A diretora norte-americana Kathryn Bigelow surgiu silenciosa na cena cinematográfica, em 2008, com o filme Guerra ao Terror. Afinal, até então, ela só tinha dirigido filmes medianos como Caçadores de Emoções e Estranhos Prazeres. No entanto, veio a surpresa e Bigelow desbancou o ex-marido James Cameron, com Avatar, e levou o Oscar de Melhor Direção para casa. Agora, a cineasta volta com um outro filme de guerra: o real, humano e visceral Detroit em Rebelião.
Desta vez, a diretora não foi para as zonas de conflitos armados vistas em A Hora Mais Escura ou Guerra ao Terror. Desta vez, ela olhou debaixo de seu nariz e contou um caso antigo -- mas pouco conhecido -- ocorrido na cidade de Detroit, nos EUA, durante período de tensão racial. Nesta época, negros eram totalmente encurralados em cidades ao mesmo passo que policiais brancos se aproveitavam de suas posições para subjugar a população negra, indefesa.
Em Detroit, porém, a coisa começou a sair do controle quando o abuso das autoridades criou uma série de motins, revoltas e protestos contra a situação desumana. A partir daí, a gente acompanha a história de várias pessoas envolvidas nesta situação: Larry (Algee Smith, incrível), o líder negro de um grupo vocal; Krauss (Will Poulter), um policial que não liga para os direitos civis; e Dismukes (John Boyega), policial civil que cuida de lojas durante as rebeliões.
Os destinos desses três -- e de mais um punhado de personagens -- acaba se entrelaçando quando tiros são disparados de um hotel de beira de estrada e a polícia resolve parar para averiguar. E aí começa um desfile de racismo e situações degradantes para os envolvidos na situação. Como citado, Smith impressiona com sua atuação -- afinal, não tinha nada muito incrível no currículo. Poulter mostra que cresceu após o seu papel Maze Runner e Boyega, de Star Wars, está bem.
O grande destaque fica, porém, com Bigelow. A diretora repete uma mostra de seu talento para filmar situações bélicas -- ainda que, desta vez, não seja no Oriente Médio, nem tenha o exército americano como figurante. Com uma câmera tremida, que dá um ar documental à produção, a cineasta deixa a situação o mais real possível, fazendo o espectador esquecer que está vendo um longa-metragem de ficção. Apesar do ano concorrido, Bigelow merece uma vaga dentre os indicados ao Oscar.

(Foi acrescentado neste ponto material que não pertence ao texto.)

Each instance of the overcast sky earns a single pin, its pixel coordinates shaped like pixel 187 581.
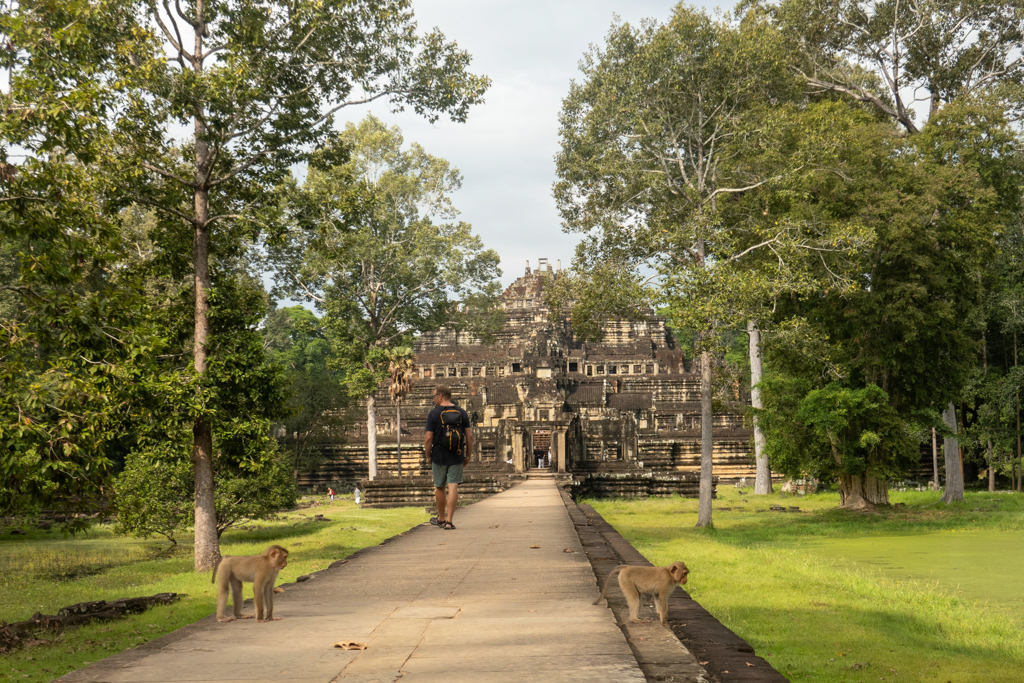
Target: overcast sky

A cena do hotel, por exemplo, já justifica essa minha última afirmação. Com um trabalho de elenco excepcional, ela consegue transmitir uma avalanche de sentimentos à audiência. É impossível sair da cena impassível. Em vários momentos, senti que precisava levantar da cadeira e impedir o que estava acontecendo de continuar. É uma sensação que apenas bons filmes e boa direção conseguem causar na audiência -- e olha que é uma sequência com mais de 30 minutos.
Ela só não entraria na corrida real pelo Oscar por conta do terceiro ato do filme. Arrastado e sem ritmo, Bigelow tira toda a sensação de efervescência que o filme estava causando na audiência até então. Faltou uma boa edição neste trecho, que poderia tirar 20 minutos de filme, no mínimo. E uma coisa curiosa, ainda sobre edição: o último frame do filme é muito parecido com uma estratégia narrativa vista em Dunkirk. Ainda estou tentando entender o motivo disso.
Detroit em Rebelião é, sim, um filmaço. Bem dirigido, conta uma história importante e que transmite sentimentos ao espectador. Pena, porém, que o último ato seja tão insosso e tão arrastado. Sem dúvidas, não é desta vez que Bigelow vai ressurgir e tirar o Oscar das mãos de Guillermo Del Toro ou de Nolan. Ainda assim, é um filme importante, marcante e que só mostra como a carreira da cineasta está se consolidando cada vez mais no cinema de guerra norte-americano.